Brendan D. Gregg (author of DTrace book) has interesting variant of profiling: the "Off-CPU" profiling (and Off-CPU Flame Graph; slides 2013, p112-137) to see, where the thread or application were blocked (was not executed by CPU, but waiting for I/O, pagefault handler, or descheduled due short of CPU resources):
This time reveals which code-paths are blocked and waiting while off-CPU, and for how long exactly. This differs from traditional profiling which often samples the activity of threads at a given interval, and (usually) only examine threads if they are executing work on-CPU.
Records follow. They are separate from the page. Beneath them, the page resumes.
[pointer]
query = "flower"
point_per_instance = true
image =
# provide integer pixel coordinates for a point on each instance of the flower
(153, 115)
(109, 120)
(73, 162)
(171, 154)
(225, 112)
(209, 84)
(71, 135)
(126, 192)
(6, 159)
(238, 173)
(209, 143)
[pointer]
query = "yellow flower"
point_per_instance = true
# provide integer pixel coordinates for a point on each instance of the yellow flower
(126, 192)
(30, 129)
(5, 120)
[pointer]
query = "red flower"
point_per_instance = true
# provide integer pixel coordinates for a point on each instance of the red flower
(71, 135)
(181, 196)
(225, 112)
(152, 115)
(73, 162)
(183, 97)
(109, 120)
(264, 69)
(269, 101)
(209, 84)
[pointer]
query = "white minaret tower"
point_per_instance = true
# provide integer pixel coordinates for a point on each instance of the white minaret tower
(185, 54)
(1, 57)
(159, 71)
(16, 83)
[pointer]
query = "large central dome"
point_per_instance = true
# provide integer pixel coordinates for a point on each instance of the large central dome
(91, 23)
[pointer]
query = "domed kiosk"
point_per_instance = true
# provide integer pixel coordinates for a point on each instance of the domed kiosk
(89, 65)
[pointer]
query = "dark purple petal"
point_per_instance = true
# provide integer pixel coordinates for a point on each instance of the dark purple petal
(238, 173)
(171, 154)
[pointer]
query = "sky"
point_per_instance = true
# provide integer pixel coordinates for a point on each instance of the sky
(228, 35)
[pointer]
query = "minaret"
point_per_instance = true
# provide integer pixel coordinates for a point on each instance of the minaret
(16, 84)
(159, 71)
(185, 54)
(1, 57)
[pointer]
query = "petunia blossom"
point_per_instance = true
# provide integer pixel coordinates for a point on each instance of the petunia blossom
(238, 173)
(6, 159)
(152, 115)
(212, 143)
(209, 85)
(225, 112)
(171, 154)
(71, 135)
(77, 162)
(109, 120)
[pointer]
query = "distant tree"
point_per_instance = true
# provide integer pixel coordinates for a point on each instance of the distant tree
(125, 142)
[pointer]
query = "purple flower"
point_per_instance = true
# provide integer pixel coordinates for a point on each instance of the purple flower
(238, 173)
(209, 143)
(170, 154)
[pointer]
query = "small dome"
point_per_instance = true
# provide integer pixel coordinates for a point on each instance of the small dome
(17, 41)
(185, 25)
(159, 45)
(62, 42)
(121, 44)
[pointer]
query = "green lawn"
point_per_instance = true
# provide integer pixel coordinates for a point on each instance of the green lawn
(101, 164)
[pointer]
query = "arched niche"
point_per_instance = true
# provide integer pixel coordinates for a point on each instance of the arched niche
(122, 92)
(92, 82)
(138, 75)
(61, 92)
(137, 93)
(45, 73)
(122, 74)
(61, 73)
He also can combine Off-CPU profile data and On-CPU profile together: http://www.brendangregg.com/FlameGraphs/hotcoldflamegraphs.html
The examples given by Gregg are made using dtrace, which is not usually available in Linux OS. But there are some similar tools (ktap, systemtap, perf) and the perf as I think has widest installed base. Usually perf generated On-CPU profiles (which functions were executed more often on CPU).
- How can I translate Gregg's Off-CPU examples to perfprofiling tool in Linux?
PS: There is link to systemtap variant of Off-CPU flamegraphs in the slides from LISA13, p124: "Yichun Zhang created these, and has been using them on Linux with SystemTap to collect the profile data. See: • http://agentzh.org/misc/slides/off-cpu-flame-graphs.pdf"" (CloudFlare Beer Meeting on 23 August 2013)